- Born: February 15, 1964 (age 62)
- Citizenship: United States
- Education: Wuhan University University of Chinese Academy of Sciences University of Connecticut Yale University
- Known for: Condensed matter physics; Superconductivity; Biophysics;
- Awards: Sloan Fellowship; Guggenheim Fellowship; Fellow of the American Physical Society;
- Scientific career
- Fields: Condensed matter physics Physics
- Workplaces: Brown University Yale University
- Website: vivo.brown.edu/display/xling

= Xinsheng Ling =

Xinsheng Sean Ling (凌新生 (Líng Xīnshēng); born February 15, 1964) is a Chinese-American physicist and professor at Brown University. He is known for his work in condensed matter, in particular for his contributions to superconductivity, vortex physics, colloid physics, biophysics, and quantum physics.

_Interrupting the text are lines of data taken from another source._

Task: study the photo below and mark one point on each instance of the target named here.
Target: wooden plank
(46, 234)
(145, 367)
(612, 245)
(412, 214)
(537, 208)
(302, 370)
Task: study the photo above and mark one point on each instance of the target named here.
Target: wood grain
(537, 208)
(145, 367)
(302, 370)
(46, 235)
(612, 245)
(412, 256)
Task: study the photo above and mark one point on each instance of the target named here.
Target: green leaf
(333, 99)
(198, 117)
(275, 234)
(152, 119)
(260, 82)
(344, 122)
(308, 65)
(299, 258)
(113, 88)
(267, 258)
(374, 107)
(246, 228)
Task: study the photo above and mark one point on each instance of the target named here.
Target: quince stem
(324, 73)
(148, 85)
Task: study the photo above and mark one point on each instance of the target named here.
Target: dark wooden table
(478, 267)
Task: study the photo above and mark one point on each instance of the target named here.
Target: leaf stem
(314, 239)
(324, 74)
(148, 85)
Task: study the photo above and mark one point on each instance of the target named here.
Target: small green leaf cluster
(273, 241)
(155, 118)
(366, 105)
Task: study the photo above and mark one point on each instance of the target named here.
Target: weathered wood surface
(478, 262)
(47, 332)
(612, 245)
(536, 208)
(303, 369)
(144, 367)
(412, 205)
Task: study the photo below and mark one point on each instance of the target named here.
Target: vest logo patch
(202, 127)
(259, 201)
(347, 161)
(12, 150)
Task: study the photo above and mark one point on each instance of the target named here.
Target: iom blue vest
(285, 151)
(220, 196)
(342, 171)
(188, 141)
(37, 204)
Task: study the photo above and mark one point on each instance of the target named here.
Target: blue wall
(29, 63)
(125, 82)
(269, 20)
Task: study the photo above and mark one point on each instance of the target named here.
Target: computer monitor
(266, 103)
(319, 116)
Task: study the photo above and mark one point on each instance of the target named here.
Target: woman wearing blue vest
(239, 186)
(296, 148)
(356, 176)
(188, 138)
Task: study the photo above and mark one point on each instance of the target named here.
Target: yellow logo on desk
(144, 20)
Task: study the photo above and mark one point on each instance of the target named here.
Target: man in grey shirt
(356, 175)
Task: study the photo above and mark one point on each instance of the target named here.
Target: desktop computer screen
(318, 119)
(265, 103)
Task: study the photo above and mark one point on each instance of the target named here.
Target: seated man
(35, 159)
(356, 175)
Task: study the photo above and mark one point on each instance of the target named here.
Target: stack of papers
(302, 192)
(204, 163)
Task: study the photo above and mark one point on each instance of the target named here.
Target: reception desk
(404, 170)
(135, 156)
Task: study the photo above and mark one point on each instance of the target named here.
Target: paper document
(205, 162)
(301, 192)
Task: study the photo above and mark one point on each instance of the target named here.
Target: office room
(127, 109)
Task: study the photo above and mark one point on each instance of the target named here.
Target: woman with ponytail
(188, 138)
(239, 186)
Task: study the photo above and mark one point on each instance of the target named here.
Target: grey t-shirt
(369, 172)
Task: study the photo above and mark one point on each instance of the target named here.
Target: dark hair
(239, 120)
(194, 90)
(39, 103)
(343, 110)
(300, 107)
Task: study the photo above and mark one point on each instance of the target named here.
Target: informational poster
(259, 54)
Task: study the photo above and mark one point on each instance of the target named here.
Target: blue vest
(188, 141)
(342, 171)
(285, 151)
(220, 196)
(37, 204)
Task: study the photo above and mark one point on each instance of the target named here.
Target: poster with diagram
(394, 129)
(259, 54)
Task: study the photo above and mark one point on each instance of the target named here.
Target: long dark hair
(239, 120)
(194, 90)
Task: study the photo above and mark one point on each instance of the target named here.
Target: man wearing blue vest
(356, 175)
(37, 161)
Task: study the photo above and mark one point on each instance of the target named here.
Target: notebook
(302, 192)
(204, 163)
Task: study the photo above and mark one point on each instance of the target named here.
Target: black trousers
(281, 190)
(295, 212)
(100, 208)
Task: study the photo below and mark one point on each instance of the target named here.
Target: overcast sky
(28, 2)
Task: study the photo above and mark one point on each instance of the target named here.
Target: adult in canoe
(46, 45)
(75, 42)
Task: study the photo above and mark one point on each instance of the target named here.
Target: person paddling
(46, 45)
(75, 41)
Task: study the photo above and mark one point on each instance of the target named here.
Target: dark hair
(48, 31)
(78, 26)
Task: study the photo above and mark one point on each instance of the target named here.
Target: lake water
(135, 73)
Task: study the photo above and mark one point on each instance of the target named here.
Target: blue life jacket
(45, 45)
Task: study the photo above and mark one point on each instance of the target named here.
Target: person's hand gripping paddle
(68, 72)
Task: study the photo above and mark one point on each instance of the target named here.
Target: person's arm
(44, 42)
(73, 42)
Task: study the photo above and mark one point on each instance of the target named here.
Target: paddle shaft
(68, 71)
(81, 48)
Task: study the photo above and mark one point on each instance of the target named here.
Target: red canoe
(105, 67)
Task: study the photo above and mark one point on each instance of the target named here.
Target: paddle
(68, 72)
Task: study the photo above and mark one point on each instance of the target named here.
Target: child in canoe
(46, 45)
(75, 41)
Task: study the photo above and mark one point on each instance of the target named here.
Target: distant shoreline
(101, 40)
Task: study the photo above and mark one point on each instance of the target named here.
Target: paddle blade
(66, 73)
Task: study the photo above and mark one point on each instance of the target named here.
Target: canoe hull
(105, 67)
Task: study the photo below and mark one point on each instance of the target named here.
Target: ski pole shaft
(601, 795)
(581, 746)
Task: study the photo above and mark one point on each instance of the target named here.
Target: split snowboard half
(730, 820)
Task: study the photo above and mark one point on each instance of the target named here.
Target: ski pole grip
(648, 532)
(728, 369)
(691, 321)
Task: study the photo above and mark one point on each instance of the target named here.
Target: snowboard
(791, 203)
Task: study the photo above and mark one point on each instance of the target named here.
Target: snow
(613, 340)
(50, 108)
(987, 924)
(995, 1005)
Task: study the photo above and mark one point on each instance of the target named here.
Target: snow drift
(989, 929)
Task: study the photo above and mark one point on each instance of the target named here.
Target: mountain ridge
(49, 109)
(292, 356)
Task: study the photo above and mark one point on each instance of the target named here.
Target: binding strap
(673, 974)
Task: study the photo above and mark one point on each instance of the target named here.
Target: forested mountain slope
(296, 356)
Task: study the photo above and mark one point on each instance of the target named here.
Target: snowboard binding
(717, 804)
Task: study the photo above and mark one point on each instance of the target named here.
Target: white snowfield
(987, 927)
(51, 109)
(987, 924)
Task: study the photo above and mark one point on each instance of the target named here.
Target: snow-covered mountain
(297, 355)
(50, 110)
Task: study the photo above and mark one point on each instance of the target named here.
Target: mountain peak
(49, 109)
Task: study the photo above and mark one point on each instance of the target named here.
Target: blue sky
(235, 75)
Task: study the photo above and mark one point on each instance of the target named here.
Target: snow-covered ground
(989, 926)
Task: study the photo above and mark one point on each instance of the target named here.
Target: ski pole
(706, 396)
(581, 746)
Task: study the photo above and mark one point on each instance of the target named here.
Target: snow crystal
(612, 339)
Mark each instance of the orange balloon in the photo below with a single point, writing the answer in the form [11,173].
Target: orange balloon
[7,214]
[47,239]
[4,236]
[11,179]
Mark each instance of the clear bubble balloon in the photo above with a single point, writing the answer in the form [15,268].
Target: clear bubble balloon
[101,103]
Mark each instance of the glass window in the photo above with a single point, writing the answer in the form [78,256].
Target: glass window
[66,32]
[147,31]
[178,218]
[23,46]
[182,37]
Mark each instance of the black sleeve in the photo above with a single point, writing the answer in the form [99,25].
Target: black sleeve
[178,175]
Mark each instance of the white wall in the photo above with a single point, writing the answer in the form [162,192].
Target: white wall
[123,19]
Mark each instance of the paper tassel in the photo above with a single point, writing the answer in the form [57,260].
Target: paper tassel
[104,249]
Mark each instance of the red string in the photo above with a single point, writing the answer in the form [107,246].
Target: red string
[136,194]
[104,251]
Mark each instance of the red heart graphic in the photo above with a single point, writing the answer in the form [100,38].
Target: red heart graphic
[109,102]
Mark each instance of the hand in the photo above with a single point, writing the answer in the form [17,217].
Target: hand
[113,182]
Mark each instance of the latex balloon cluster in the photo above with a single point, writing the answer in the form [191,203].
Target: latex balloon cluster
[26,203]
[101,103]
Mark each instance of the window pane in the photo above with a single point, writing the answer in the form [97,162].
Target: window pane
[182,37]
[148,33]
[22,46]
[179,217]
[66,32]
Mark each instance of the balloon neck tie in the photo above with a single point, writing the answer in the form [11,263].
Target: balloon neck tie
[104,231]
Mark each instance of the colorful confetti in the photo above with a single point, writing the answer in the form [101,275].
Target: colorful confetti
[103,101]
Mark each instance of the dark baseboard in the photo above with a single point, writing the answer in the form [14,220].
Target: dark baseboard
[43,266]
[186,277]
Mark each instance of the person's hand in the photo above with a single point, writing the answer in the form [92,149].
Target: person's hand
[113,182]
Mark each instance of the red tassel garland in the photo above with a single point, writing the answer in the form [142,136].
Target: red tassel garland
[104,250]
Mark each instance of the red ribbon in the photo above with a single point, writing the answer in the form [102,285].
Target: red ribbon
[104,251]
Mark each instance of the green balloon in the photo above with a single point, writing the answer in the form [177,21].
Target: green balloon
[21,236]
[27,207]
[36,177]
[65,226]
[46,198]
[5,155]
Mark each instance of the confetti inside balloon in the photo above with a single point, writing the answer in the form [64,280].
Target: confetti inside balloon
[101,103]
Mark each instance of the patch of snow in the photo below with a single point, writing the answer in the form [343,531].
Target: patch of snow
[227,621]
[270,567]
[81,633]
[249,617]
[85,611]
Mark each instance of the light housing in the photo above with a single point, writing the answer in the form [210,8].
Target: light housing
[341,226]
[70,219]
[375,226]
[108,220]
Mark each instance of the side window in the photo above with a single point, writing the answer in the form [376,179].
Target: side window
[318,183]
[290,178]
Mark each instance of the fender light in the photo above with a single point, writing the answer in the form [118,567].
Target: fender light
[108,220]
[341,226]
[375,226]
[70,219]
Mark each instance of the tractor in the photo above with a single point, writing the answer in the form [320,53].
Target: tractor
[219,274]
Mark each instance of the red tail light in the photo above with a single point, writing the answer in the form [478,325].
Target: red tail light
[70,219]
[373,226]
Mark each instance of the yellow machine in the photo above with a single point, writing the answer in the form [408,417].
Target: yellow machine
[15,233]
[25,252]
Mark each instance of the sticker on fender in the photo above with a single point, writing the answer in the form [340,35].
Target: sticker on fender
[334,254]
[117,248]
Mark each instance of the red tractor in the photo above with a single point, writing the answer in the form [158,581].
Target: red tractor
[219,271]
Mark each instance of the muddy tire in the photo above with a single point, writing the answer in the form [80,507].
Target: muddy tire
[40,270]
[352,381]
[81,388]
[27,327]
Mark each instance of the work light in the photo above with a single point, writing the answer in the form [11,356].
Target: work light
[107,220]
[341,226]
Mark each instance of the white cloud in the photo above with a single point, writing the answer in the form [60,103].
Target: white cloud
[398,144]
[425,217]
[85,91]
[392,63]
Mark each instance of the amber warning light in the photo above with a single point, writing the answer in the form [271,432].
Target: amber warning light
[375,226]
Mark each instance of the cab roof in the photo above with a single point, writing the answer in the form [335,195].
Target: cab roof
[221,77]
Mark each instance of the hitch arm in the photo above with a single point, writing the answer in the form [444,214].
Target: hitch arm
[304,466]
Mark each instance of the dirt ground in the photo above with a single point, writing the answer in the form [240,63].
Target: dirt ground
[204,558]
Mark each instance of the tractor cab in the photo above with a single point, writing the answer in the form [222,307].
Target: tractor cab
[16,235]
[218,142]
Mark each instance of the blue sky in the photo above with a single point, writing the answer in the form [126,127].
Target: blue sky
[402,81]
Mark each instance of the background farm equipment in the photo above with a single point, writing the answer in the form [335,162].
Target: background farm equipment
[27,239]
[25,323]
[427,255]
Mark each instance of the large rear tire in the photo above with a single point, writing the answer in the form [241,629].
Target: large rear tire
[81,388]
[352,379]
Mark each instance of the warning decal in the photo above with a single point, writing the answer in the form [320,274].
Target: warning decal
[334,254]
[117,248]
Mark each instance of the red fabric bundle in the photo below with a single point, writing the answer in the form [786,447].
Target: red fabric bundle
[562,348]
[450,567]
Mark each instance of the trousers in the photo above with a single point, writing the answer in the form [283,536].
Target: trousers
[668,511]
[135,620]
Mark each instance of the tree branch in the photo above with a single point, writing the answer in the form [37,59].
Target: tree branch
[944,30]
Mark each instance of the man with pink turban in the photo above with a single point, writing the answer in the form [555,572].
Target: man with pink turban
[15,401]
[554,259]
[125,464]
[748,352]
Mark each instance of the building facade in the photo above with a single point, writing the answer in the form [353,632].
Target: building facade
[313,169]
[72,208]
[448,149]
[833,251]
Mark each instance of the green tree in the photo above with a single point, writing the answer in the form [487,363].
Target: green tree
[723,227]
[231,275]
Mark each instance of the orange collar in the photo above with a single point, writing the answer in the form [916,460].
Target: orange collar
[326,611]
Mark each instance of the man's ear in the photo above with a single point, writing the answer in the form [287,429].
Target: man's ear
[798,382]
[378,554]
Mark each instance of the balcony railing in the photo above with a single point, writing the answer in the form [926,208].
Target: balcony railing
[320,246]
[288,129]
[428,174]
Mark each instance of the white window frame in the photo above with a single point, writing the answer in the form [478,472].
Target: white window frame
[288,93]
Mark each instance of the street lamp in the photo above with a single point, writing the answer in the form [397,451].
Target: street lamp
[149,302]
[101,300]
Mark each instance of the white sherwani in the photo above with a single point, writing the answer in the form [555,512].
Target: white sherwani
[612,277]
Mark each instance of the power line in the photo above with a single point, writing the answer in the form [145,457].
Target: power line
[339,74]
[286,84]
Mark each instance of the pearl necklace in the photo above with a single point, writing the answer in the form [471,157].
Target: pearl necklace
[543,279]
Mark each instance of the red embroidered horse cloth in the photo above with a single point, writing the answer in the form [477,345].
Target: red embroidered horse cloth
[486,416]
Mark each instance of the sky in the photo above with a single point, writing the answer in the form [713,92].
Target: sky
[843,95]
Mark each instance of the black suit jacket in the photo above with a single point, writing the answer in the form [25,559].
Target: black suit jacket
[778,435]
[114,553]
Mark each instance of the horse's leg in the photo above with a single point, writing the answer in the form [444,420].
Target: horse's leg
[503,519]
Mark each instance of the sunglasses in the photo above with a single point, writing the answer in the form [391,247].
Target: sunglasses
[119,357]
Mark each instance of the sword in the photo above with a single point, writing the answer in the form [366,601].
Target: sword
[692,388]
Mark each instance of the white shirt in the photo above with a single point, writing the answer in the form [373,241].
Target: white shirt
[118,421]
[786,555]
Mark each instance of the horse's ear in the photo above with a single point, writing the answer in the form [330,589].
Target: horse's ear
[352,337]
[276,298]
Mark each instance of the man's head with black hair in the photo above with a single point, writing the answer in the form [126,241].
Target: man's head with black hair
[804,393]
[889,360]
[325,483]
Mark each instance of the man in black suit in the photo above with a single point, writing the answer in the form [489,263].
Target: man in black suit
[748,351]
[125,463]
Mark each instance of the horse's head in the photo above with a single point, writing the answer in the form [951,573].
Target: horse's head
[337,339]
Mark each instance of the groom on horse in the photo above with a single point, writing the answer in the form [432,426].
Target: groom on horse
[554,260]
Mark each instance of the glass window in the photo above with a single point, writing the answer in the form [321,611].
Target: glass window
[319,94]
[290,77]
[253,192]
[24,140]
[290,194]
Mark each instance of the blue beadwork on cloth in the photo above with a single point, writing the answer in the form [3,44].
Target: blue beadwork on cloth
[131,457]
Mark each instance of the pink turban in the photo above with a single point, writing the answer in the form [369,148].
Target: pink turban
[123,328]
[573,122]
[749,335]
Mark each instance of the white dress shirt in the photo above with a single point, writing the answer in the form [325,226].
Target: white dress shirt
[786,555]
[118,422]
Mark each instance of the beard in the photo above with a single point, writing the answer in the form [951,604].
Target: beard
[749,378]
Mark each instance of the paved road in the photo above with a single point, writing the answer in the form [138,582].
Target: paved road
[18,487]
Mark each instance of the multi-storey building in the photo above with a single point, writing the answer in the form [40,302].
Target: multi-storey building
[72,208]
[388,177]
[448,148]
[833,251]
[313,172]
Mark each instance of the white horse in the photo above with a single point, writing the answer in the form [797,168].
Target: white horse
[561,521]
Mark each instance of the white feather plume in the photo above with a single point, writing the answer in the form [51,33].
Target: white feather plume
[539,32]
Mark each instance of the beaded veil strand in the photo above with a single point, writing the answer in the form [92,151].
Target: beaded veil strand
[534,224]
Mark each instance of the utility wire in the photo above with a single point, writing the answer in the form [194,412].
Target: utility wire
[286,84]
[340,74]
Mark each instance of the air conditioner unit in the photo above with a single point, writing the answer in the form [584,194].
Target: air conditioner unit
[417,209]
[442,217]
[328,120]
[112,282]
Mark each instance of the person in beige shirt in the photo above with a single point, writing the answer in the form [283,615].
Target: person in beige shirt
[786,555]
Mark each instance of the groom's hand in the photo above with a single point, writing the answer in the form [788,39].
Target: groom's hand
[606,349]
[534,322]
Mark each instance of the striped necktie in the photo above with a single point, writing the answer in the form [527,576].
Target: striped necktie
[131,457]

He joined the faculty of Brown University in 1996.

== Biography and career ==
Ling graduated from Wuhan University in 1984. He earned his M.S. from the University of Chinese Academy of Sciences in 1987 and his Ph.D. from the University of Connecticut in 1992.

He has done postdoctoral research at Yale University and the NEC Research Institute. In 1998 and 2002, he was named an Alfred P. Sloan Fellow and Guggenheim Fellow respectively. He has been a Fellow of the American Physical Society since 2005. His research areas include quantum physics of matter, colloid physics, and nanobiophysics.